The findings, which appear in the Aug. 5 issue of Neuron, appear to confirm a theory that plaques lead to tangles, LaFerla said. It also spells hope for patients who haven’t developed many problems on the tangle front. "What that means is the earlier you treat a patient with Alzheimer’s disease, the better your chances for success."
But this spells trouble for people who are in the later stages of the disease and may be stuck with stubborn tangles. "We now also have to consider therapies that are aimed at removing or busting up the more advanced tangles," LaFerla said. "We’ll have to find tangle busters as well."
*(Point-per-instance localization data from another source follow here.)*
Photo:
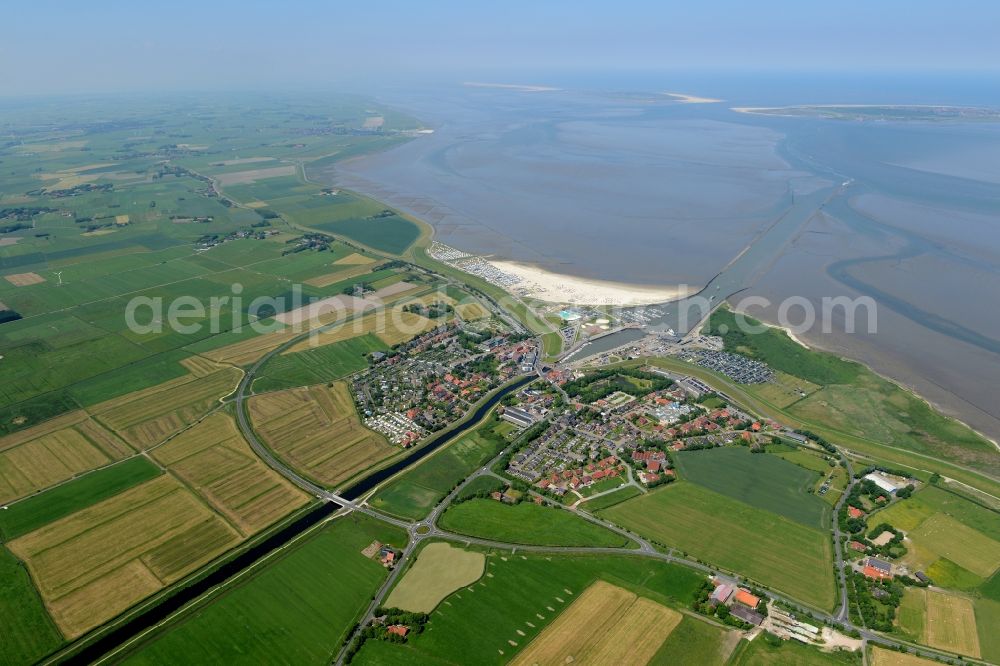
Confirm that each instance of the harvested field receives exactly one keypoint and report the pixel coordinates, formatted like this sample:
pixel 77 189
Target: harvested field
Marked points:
pixel 966 547
pixel 317 430
pixel 951 624
pixel 882 657
pixel 53 452
pixel 97 562
pixel 346 272
pixel 24 279
pixel 594 629
pixel 147 417
pixel 252 176
pixel 354 259
pixel 216 461
pixel 440 569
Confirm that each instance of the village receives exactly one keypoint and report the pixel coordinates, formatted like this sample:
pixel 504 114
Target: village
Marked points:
pixel 429 382
pixel 597 445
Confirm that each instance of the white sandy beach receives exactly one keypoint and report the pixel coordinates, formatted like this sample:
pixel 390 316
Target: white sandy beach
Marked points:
pixel 545 285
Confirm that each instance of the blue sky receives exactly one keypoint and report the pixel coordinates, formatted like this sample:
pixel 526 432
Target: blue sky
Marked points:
pixel 51 46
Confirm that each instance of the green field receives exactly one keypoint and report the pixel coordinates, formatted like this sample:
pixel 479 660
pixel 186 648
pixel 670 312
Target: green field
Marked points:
pixel 789 653
pixel 695 641
pixel 526 523
pixel 808 459
pixel 28 633
pixel 987 621
pixel 296 609
pixel 759 479
pixel 315 366
pixel 604 501
pixel 765 546
pixel 31 513
pixel 519 595
pixel 417 491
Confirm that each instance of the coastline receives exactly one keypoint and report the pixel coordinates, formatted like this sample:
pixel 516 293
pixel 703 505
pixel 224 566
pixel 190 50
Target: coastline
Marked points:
pixel 544 285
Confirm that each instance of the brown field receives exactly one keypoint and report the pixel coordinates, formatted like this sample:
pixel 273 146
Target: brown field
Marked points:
pixel 252 176
pixel 215 460
pixel 147 417
pixel 951 624
pixel 882 657
pixel 97 562
pixel 24 279
pixel 317 430
pixel 595 629
pixel 347 271
pixel 53 452
pixel 390 326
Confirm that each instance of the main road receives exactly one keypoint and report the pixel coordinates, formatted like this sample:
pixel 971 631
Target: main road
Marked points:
pixel 428 528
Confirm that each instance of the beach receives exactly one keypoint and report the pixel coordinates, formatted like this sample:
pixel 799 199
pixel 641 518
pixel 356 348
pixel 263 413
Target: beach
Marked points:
pixel 545 285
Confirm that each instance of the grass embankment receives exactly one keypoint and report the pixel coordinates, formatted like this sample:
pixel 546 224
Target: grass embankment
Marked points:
pixel 519 596
pixel 297 609
pixel 414 493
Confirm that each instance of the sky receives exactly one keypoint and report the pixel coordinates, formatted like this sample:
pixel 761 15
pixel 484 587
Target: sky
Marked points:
pixel 52 46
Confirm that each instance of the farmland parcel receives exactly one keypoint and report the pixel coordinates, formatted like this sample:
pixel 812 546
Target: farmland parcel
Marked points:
pixel 765 546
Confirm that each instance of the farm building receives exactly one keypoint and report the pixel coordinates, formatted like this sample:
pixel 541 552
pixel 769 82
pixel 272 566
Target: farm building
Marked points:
pixel 518 417
pixel 747 615
pixel 721 594
pixel 744 597
pixel 878 569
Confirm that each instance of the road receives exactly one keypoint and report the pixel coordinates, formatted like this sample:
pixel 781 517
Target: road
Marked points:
pixel 428 528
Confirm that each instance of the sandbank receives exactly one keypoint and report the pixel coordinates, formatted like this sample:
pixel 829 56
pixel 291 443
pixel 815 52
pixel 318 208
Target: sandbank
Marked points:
pixel 544 285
There are several caveats to the research. It’s in mice, not humans, and it’s hard to study exactly what is going on in the brains of humans until after death. In fact, there’s no way outside of an autopsy to confirm that someone even has Alzheimer’s disease, although Hutton said doctors do a pretty good job of diagnosing it.
Then there’s the matter of side effects of the antibody treatment. A previous study of an Alzheimer’s vaccine had to be halted because some patients developed potentially fatal swelling of the brain.
But LaFerla is hopeful. "We’re all on the right road," he said. "It’s now about finding the right exit."